- About 137 million Americans continue to live with unhealthy levels of air pollution, according to a new report from the American Lung Association.
- Western cities, primarily in California, again topped the list of most polluted metropolitan areas.
The country’s air remains at unhealthy levels for millions of Americans, in part because of wildfires sparked by climate change, according to a report released Thursday by the American Lung Association.
The report, titled State of the Air 2022, “shows that an unacceptable number of Americans still live in areas with poor air quality, which could impact their health,” said Harold Wimmer. , president and national CEO of the association, in a press release.
The 23rd annual report also shows that there have been more days with “very unhealthy” and “hazardous” air quality than ever before in the report’s two-decade history.
In fact, despite some improvements in air quality over the past 50 years, about 137 million Americans continue to live with unhealthy levels of air pollution, according to the report. “There are still far too many days where far too many people are breathing polluted air,” Paul Billings, senior national vice president for public policy at the lung association, told USA TODAY.

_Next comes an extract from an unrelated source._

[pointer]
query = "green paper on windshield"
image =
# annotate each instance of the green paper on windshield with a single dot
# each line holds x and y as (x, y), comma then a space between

The report discusses the two main types of air pollution: smog (also known as ground-level ozone) and soot (technically called “particulates”).
Smog forms on hot, sunny days and is made worse by chemicals that come out of vehicle tailpipes, power plants and industrial smokestacks. Warmer temperatures make ozone more likely to form. Ground-level ozone pollution is a powerful respiratory irritant whose effects have been likened to “sunburn of the lungs”.
Soot pollution is deadlier and more dangerous to health than smog, causing more premature deaths and lung cancer, the lung association said.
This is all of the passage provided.